Les médias, à la solde de l’ennemi?
©Ici Beyrouth

L'attitude des partisans de “l'axe de la résistance” est pour le moins étrange. Le choc qu'ils traversent est sans doute immense et difficile à surmonter. Face à cette guerre qui s’enlise, ils se retrouvent à lancer des accusations tous azimuts, dans l’espoir de regagner un semblant de dignité ou d’en rejeter la responsabilité sur un acteur plus accessible. Accuser Israël à ce stade ne mène à rien et ne soulage surtout pas la douleur découlant des pertes subies.

Dans un contexte où la majorité des médias au Liban opte pour la politique de l'autruche, la MTV s'est démarquée par son courage face à l'agression. Elle a su respecter les principes de crédibilité, de transparence et de dignité, rendant hommage aux victimes en les honorant comme des martyrs tout en désignant clairement les frappes israéliennes comme une agression.

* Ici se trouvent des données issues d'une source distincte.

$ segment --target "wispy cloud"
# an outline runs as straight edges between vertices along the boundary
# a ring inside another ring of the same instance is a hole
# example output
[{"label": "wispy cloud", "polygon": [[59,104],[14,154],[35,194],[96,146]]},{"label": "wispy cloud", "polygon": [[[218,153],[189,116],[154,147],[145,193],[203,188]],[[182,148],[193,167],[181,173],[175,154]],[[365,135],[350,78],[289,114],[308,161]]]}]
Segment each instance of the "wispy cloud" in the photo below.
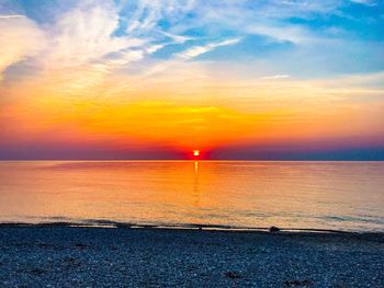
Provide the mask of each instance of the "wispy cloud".
[{"label": "wispy cloud", "polygon": [[223,46],[228,46],[228,45],[235,45],[239,43],[241,38],[233,38],[233,39],[226,39],[222,42],[214,42],[210,43],[204,46],[194,46],[192,48],[187,49],[185,51],[182,51],[178,54],[178,57],[183,58],[183,59],[192,59],[194,57],[197,57],[202,54],[208,53],[217,47],[223,47]]}]

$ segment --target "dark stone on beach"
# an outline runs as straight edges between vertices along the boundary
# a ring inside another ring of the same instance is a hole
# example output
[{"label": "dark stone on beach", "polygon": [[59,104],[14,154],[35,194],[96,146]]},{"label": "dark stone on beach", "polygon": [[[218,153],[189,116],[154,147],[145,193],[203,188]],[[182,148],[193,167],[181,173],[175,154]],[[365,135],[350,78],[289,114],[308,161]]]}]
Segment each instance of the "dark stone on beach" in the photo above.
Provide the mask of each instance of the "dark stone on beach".
[{"label": "dark stone on beach", "polygon": [[46,270],[43,270],[41,268],[33,268],[33,269],[29,270],[29,273],[39,276],[39,275],[46,273]]},{"label": "dark stone on beach", "polygon": [[280,228],[279,228],[279,227],[275,227],[275,226],[271,226],[268,230],[269,230],[271,233],[274,233],[274,232],[279,232],[279,231],[280,231]]},{"label": "dark stone on beach", "polygon": [[229,279],[239,279],[241,278],[240,274],[238,274],[237,272],[226,272],[225,277],[229,278]]},{"label": "dark stone on beach", "polygon": [[308,287],[312,286],[312,281],[309,280],[285,280],[285,286],[287,287]]},{"label": "dark stone on beach", "polygon": [[84,245],[84,244],[81,244],[81,243],[77,243],[77,244],[75,244],[75,246],[78,247],[78,249],[86,249],[86,247],[88,247],[88,245]]},{"label": "dark stone on beach", "polygon": [[0,287],[384,287],[383,239],[383,233],[0,227]]}]

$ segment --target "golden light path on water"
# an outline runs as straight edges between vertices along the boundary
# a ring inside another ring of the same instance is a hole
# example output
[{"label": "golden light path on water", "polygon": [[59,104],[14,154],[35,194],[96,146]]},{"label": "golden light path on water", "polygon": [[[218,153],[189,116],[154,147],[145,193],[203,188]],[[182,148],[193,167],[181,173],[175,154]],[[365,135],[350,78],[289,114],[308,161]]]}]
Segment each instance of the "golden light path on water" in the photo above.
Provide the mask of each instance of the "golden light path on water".
[{"label": "golden light path on water", "polygon": [[383,231],[383,174],[384,162],[0,162],[0,221]]}]

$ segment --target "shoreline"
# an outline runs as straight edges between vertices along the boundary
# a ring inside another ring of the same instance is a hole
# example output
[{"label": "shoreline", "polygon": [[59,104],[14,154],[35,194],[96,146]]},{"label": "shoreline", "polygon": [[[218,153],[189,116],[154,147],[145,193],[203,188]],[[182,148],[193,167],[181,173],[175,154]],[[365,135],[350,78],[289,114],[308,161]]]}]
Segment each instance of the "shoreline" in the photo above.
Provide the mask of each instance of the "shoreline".
[{"label": "shoreline", "polygon": [[384,233],[0,224],[5,287],[384,287]]},{"label": "shoreline", "polygon": [[[349,234],[349,235],[383,235],[384,231],[348,231],[341,229],[321,229],[321,228],[284,228],[284,227],[237,227],[224,224],[201,224],[201,223],[181,223],[181,224],[150,224],[118,222],[111,220],[86,220],[86,221],[42,221],[42,222],[0,222],[3,227],[74,227],[74,228],[110,228],[110,229],[170,229],[170,230],[205,230],[205,231],[227,231],[227,232],[267,232],[267,233],[327,233],[327,234]],[[278,231],[270,231],[276,228]]]}]

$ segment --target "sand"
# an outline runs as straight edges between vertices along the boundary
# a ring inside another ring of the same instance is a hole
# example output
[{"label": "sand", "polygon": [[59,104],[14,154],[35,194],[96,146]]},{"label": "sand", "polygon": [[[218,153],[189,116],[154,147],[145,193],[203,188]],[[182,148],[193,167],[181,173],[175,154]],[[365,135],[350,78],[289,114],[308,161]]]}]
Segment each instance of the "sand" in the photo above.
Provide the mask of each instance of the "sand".
[{"label": "sand", "polygon": [[0,287],[384,287],[382,233],[0,227]]}]

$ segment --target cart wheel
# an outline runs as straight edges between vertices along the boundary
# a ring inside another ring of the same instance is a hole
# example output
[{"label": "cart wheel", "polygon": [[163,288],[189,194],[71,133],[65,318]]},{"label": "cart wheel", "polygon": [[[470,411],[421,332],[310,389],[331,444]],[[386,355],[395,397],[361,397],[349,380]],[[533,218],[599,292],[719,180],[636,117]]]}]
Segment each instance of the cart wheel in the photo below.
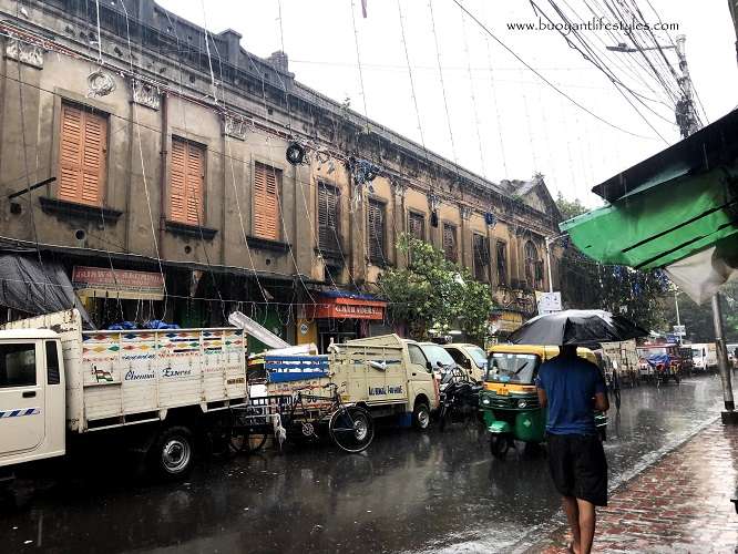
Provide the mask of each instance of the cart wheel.
[{"label": "cart wheel", "polygon": [[490,437],[490,452],[498,460],[504,459],[510,450],[510,438],[506,434],[493,434]]},{"label": "cart wheel", "polygon": [[341,407],[330,416],[328,432],[341,450],[361,452],[375,438],[375,422],[363,408]]}]

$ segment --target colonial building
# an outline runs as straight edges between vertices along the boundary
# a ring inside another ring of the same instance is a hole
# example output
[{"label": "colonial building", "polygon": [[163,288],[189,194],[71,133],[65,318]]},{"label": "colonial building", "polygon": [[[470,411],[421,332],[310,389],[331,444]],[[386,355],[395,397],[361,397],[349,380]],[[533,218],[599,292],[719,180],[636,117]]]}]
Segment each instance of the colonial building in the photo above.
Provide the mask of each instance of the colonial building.
[{"label": "colonial building", "polygon": [[65,276],[99,326],[240,309],[289,341],[380,332],[402,232],[504,311],[547,289],[543,178],[486,181],[153,0],[19,6],[0,0],[0,244],[47,277],[6,278],[14,310]]}]

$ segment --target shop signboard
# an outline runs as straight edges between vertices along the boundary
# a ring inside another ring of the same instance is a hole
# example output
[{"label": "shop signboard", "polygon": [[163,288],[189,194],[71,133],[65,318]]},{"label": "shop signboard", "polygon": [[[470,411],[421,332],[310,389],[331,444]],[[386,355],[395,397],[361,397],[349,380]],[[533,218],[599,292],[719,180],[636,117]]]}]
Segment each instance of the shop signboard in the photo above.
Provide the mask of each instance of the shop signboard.
[{"label": "shop signboard", "polygon": [[312,317],[332,319],[377,319],[385,317],[387,302],[382,300],[367,300],[362,298],[331,298],[316,299]]},{"label": "shop signboard", "polygon": [[72,285],[80,297],[134,300],[164,298],[164,278],[158,273],[74,266]]},{"label": "shop signboard", "polygon": [[490,321],[496,332],[509,334],[523,325],[523,314],[512,310],[494,310],[490,315]]}]

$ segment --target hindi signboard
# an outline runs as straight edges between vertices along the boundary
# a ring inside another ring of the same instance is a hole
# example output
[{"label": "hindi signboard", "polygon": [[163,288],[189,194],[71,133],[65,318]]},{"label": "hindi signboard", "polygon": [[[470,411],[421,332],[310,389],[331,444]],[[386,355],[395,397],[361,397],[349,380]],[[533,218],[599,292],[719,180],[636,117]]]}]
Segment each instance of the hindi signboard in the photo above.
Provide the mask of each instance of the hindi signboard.
[{"label": "hindi signboard", "polygon": [[150,271],[74,266],[72,285],[80,297],[162,300],[164,277]]},{"label": "hindi signboard", "polygon": [[539,302],[540,316],[561,311],[561,293],[540,293],[536,290],[535,299]]}]

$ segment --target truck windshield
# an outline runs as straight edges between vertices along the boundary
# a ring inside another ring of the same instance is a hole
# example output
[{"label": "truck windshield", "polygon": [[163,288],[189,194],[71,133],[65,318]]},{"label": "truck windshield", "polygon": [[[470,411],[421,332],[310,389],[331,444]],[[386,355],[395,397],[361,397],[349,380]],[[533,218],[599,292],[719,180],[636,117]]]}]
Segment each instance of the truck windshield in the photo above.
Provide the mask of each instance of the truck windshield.
[{"label": "truck windshield", "polygon": [[531,384],[541,359],[533,353],[494,352],[490,356],[488,382],[514,382]]},{"label": "truck windshield", "polygon": [[480,368],[484,369],[486,367],[486,355],[484,350],[480,347],[469,347],[469,353],[474,359],[474,363]]}]

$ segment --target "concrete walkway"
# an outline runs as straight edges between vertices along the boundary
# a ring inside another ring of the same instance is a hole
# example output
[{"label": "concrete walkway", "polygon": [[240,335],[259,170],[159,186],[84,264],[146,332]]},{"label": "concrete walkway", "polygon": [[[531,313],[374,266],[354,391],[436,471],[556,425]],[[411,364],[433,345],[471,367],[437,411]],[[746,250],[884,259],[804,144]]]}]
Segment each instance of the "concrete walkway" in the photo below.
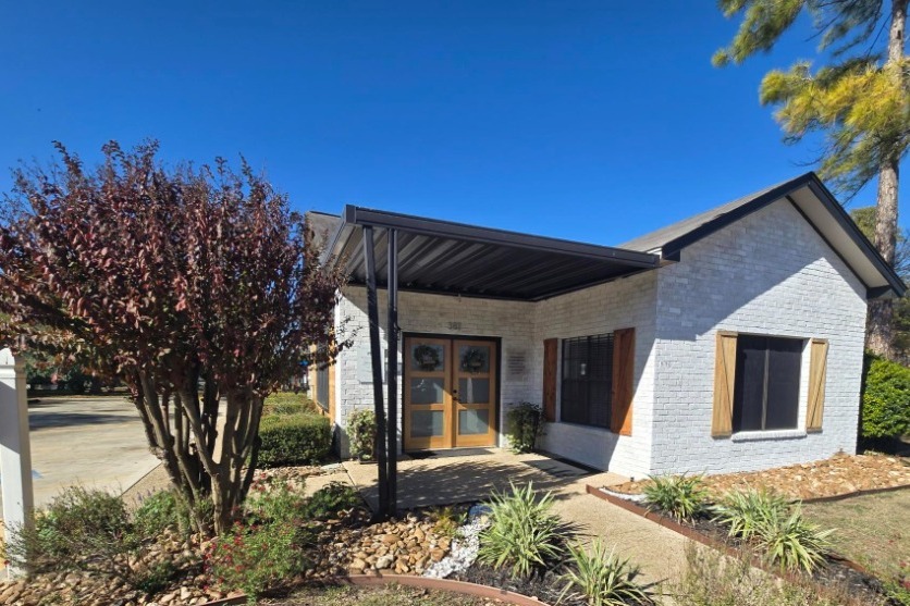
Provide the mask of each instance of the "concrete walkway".
[{"label": "concrete walkway", "polygon": [[125,397],[38,400],[28,405],[37,507],[74,484],[120,494],[159,463],[149,453],[139,413]]},{"label": "concrete walkway", "polygon": [[[345,462],[353,483],[371,507],[377,503],[374,463]],[[552,491],[554,510],[576,528],[585,543],[600,537],[616,546],[624,558],[641,567],[645,582],[674,583],[686,567],[688,540],[644,518],[587,494],[587,485],[610,486],[627,479],[615,473],[590,473],[542,455],[516,455],[489,448],[467,456],[452,450],[429,459],[398,463],[398,505],[402,509],[484,500],[492,490],[509,482],[533,482],[539,491]]]}]

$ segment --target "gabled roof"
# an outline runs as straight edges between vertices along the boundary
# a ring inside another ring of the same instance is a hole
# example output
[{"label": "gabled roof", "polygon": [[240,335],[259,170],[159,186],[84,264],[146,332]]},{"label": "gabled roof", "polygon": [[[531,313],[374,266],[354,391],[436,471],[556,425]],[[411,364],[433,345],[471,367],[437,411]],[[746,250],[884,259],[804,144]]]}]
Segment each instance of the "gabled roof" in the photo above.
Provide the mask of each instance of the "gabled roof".
[{"label": "gabled roof", "polygon": [[623,245],[678,261],[682,249],[780,199],[788,200],[862,281],[869,298],[902,296],[907,287],[819,176],[809,172],[696,214]]}]

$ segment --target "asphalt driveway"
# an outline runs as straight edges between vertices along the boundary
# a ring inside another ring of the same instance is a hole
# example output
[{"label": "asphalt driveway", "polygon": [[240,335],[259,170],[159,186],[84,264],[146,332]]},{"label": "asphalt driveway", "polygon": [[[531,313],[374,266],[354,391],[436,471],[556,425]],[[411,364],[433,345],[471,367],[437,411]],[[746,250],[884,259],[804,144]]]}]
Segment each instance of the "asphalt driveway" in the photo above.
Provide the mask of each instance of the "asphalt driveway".
[{"label": "asphalt driveway", "polygon": [[120,494],[159,462],[124,397],[41,396],[28,405],[28,423],[38,507],[73,484]]}]

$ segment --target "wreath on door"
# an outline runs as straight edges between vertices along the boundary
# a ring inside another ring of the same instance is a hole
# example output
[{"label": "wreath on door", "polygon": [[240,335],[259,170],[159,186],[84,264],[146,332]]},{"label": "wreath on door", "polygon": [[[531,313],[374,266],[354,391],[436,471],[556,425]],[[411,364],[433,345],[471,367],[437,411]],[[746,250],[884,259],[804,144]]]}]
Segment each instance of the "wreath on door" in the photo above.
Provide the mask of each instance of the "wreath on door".
[{"label": "wreath on door", "polygon": [[432,345],[418,345],[414,348],[414,361],[423,371],[436,370],[440,366],[439,351]]}]

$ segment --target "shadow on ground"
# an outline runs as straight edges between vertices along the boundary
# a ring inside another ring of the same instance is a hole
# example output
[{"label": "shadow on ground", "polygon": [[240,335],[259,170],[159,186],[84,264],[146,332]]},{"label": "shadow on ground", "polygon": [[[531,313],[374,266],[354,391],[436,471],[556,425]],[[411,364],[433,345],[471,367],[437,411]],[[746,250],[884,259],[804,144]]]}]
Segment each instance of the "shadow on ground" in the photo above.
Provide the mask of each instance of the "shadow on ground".
[{"label": "shadow on ground", "polygon": [[[506,461],[497,459],[506,458]],[[576,483],[588,472],[543,457],[519,459],[509,456],[478,456],[462,460],[442,458],[406,460],[398,470],[398,506],[402,509],[475,503],[485,500],[511,483],[532,482],[537,491],[552,491],[555,499],[565,498],[561,490]],[[378,490],[376,465],[349,468],[352,479],[364,498],[376,509]]]}]

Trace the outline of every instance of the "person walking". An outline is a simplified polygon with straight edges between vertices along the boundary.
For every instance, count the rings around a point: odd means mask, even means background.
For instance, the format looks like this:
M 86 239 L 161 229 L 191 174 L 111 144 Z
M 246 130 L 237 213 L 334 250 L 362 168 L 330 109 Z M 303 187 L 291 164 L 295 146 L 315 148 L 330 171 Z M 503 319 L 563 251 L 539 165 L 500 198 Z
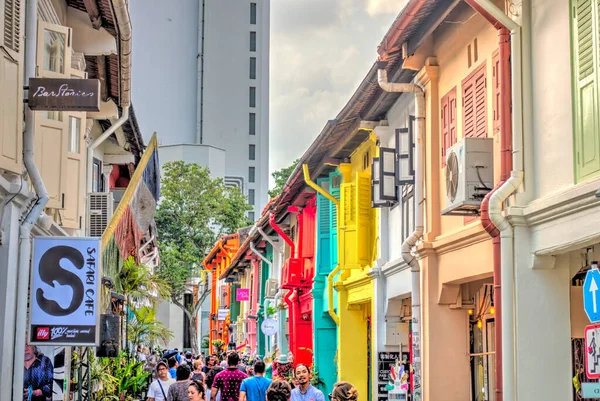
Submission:
M 264 401 L 271 380 L 266 379 L 265 363 L 256 361 L 254 364 L 254 376 L 245 379 L 240 387 L 240 401 Z
M 303 363 L 296 365 L 294 379 L 298 386 L 292 390 L 292 401 L 325 401 L 323 392 L 310 384 L 312 374 L 308 366 Z
M 237 352 L 230 352 L 227 355 L 227 369 L 215 376 L 211 399 L 216 399 L 217 392 L 220 390 L 221 401 L 239 401 L 242 381 L 248 375 L 240 372 L 238 363 L 240 363 L 240 356 Z
M 286 381 L 275 380 L 267 389 L 267 401 L 290 401 L 292 388 Z
M 192 380 L 188 386 L 188 398 L 190 401 L 204 401 L 205 394 L 204 384 L 199 380 Z
M 358 391 L 348 382 L 337 382 L 329 394 L 331 401 L 358 401 Z
M 167 401 L 169 387 L 175 383 L 175 379 L 169 377 L 169 368 L 164 361 L 156 364 L 157 379 L 150 384 L 148 389 L 148 401 Z
M 169 387 L 167 401 L 189 401 L 188 387 L 191 383 L 191 376 L 192 371 L 188 365 L 181 365 L 177 368 L 177 382 Z

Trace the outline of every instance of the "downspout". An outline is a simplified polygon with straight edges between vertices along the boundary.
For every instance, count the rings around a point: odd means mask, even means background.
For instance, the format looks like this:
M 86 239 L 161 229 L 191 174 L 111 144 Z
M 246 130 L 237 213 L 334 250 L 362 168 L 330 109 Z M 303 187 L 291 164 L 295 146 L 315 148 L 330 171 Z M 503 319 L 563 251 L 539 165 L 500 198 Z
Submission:
M 106 138 L 108 138 L 109 136 L 111 136 L 116 130 L 118 130 L 119 128 L 121 128 L 121 126 L 123 124 L 125 124 L 125 121 L 127 121 L 127 119 L 129 118 L 129 106 L 126 106 L 123 108 L 123 112 L 121 113 L 121 118 L 119 118 L 117 121 L 115 121 L 115 123 L 113 125 L 111 125 L 106 131 L 104 131 L 102 133 L 102 135 L 100 135 L 98 138 L 96 138 L 94 140 L 94 142 L 90 143 L 88 145 L 88 179 L 87 179 L 87 193 L 91 193 L 92 189 L 93 189 L 93 171 L 94 171 L 94 149 L 96 149 L 98 146 L 100 146 L 102 144 L 102 142 L 104 142 L 106 140 Z
M 329 192 L 325 191 L 310 178 L 310 172 L 308 170 L 307 164 L 302 165 L 302 172 L 304 173 L 304 182 L 306 183 L 306 185 L 323 195 L 325 198 L 329 199 L 331 202 L 333 202 L 336 208 L 340 207 L 340 201 L 338 199 L 336 199 Z M 335 305 L 333 304 L 333 279 L 335 278 L 336 274 L 340 272 L 340 270 L 342 269 L 338 264 L 335 267 L 335 269 L 333 269 L 327 275 L 327 312 L 329 313 L 329 316 L 331 316 L 331 319 L 335 322 L 337 326 L 339 326 L 340 324 L 340 317 L 337 315 L 337 313 L 335 313 Z
M 468 3 L 490 22 L 497 21 L 512 36 L 511 53 L 511 109 L 512 109 L 512 171 L 510 177 L 490 196 L 489 217 L 500 231 L 501 296 L 502 296 L 502 387 L 508 400 L 516 400 L 516 346 L 515 346 L 515 273 L 513 226 L 502 214 L 502 204 L 523 183 L 523 54 L 521 26 L 510 19 L 489 0 L 469 0 Z M 472 4 L 474 3 L 474 4 Z M 508 114 L 508 113 L 505 113 Z M 503 116 L 503 118 L 506 117 Z
M 502 273 L 501 273 L 501 247 L 500 247 L 500 231 L 491 221 L 489 216 L 489 202 L 496 190 L 508 180 L 512 169 L 511 161 L 511 140 L 512 131 L 510 127 L 511 119 L 511 97 L 510 97 L 510 35 L 509 31 L 502 27 L 498 30 L 498 39 L 500 45 L 500 181 L 489 192 L 483 202 L 481 202 L 481 225 L 484 230 L 492 237 L 492 251 L 494 258 L 494 333 L 495 333 L 495 352 L 496 352 L 496 401 L 502 401 Z
M 425 92 L 419 85 L 411 83 L 390 83 L 388 82 L 387 71 L 383 66 L 377 70 L 377 82 L 381 89 L 386 92 L 408 92 L 415 94 L 415 119 L 416 144 L 415 144 L 415 200 L 417 210 L 415 213 L 415 230 L 404 240 L 401 246 L 402 258 L 410 266 L 412 276 L 411 299 L 412 299 L 412 339 L 413 349 L 422 349 L 421 347 L 421 269 L 416 256 L 413 256 L 412 249 L 417 245 L 424 232 L 423 225 L 423 202 L 424 199 L 424 177 L 425 177 L 425 146 L 423 135 L 425 132 Z M 421 353 L 413 352 L 413 368 L 415 383 L 423 383 L 421 372 Z M 413 389 L 413 396 L 421 399 L 422 388 Z
M 37 0 L 28 0 L 25 9 L 25 80 L 35 77 Z M 28 85 L 26 81 L 24 85 Z M 44 214 L 48 191 L 34 158 L 34 112 L 25 107 L 25 133 L 23 135 L 23 164 L 35 190 L 37 199 L 19 228 L 19 270 L 17 273 L 17 310 L 15 345 L 13 355 L 13 399 L 23 398 L 23 365 L 25 337 L 27 336 L 27 304 L 29 301 L 29 260 L 31 257 L 31 229 Z

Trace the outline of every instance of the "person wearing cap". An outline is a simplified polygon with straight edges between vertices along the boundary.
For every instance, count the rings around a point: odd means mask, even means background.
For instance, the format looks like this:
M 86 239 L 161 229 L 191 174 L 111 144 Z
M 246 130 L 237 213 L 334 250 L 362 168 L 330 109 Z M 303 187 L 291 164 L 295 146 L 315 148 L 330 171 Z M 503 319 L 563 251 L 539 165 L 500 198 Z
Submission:
M 169 367 L 165 361 L 156 364 L 157 379 L 150 384 L 148 389 L 148 401 L 167 401 L 169 387 L 175 383 L 174 379 L 169 378 Z

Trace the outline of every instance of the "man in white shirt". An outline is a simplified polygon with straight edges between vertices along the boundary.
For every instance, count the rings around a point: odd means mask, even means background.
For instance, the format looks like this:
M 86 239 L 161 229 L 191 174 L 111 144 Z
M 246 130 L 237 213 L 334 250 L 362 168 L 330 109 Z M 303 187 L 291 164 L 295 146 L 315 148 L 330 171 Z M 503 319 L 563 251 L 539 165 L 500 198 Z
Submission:
M 175 379 L 169 378 L 169 368 L 164 361 L 156 365 L 156 375 L 158 379 L 154 380 L 148 389 L 148 401 L 167 401 L 169 387 L 175 383 Z

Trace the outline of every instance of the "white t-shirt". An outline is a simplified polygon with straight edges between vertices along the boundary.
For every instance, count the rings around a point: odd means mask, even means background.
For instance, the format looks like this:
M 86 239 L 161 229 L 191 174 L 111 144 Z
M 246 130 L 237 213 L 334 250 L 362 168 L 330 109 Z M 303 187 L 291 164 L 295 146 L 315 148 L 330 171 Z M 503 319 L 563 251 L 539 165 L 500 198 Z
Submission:
M 163 386 L 165 395 L 168 395 L 169 387 L 171 384 L 175 383 L 175 379 L 161 380 L 160 383 Z M 154 398 L 155 401 L 167 401 L 167 397 L 163 396 L 162 391 L 160 390 L 158 380 L 154 380 L 152 384 L 150 384 L 150 388 L 148 389 L 148 397 Z

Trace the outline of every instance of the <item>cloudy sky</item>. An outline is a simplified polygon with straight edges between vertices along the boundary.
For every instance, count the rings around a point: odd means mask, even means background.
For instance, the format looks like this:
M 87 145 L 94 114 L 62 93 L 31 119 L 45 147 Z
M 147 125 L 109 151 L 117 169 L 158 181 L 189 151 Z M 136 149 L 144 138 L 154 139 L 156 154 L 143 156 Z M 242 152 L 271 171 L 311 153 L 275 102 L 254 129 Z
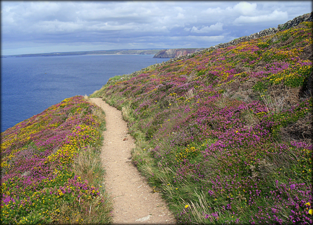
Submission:
M 311 1 L 1 1 L 1 54 L 208 48 L 312 10 Z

La chaîne a conservé sa ligne éditoriale depuis son lancement, en 1991, et sa réouverture après sa fermeture forcée en 2009. Elle a été l'une des premières à soulever la question des armes du Hezbollah, bien avant le retrait de l'armée syrienne.

Aujourd'hui, face aux événements qui secouent le Liban en raison de la guerre entre Israël et le Hezbollah, il semble peu probable qu'elle change de cap, ayant déjà averti des conséquences que nous subissons désormais.

Ce qui est réellement frappant dans cette affaire, c’est la montée en flèche des accusations qui frisent parfois l’irrationnel. Tout a commencé avec la diffusion d'une information concernant la présence de combattants dans des centres d'hébergement, laissant entendre, à tort, que la chaîne incitait indirectement à les cibler.

Face à l’indignation suscitée par cette information, la chaîne a rapidement réagi en retirant l'article de son site, par respect pour les opinions contraires.

Cette question a néanmoins déclenché une avalanche de critiques virulentes contre la MTV, certaines allant jusqu'à l’accuser d’être la "chaîne du Mossad", avec toutes les conséquences sécuritaires, morales et juridiques que cela entraîne.

Les éditoriaux de Marcel Ghanem, connu pour ses critiques acerbes contre le Hezbollah et ses politiques, ont été la cible de nombreuses attaques et accusations. La situation s’est encore aggravée lorsque les agences d'Al-Qard al-Hassan au Liban ont été frappées, coïncidant malencontreusement avec un reportage de la chaîne qui abordait, sous l'angle économique, le sort des déposants en pleine crise. Certains ont alors accusé la chaîne locale d’avoir incité à ces attaques, comme si le porte-parole arabophone de l'armée israélienne, Avichay Adraee, attendait ses bulletins d’information pour décider des cibles à frapper.

Le véritable problème ne réside pas dans les accusations des détracteurs de la chaîne, qui prétendent qu'elle met en danger la sécurité des réfugiés et s'aligne politiquement sur Israël. Ce ne sont pas les reportages de la MTV qui exposent les gens au danger, mais les parties qui stockent des armes et tiennent des réunions à proximité des civils.

La chaîne MTV ne collabore pas avec Israël. Depuis trois décennies, elle plaide pour un monopole des armes sous l’autorité exclusive de l'État libanais.

La vraie problématique est que les partisans du Hezbollah ont trouvé dans cette chaîne un bouc émissaire pour déverser sur lui leur colère, alors qu’ils savent pertinemment que les événements récents n’ont aucun lien avec un simple reportage.

Celui qui a réussi à piéger des bipeurs et des talkies-walkies qui ont explosé simultanément, qui a pu accéder au secrétaire général du Hezbollah, Hassan Nasrallah, ainsi qu'à la réunion de la brigade Al-Radwan, ciblant la plupart des dirigeants du Hezbollah et ses entrepôts de missiles, et qui a anéanti en quelques jours la structure militaire et financière du parti pro-iranien n’a certainement pas besoin de directives de la part d’un média.

Si certains accusateurs malintentionnés prétendent que la MTV joue le rôle d’informatrice ou d’agente, il est important de rappeler que tous les agents arrêtés au cours des dix dernières années sont issus du Hezbollah. Aucune personne s'opposant ouvertement à la formation pro-iranienne n'a été appréhendée pour espionnage.

Le besoin de chercher un exutoire est tout à fait compréhensible, mais il est crucial de se souvenir que les médias ne peuvent pas être réduits au silence. La liberté est une force trop puissante pour être étouffée, surtout en cette période d’effondrement, par ceux qui croient pouvoir gouverner uniquement par la force.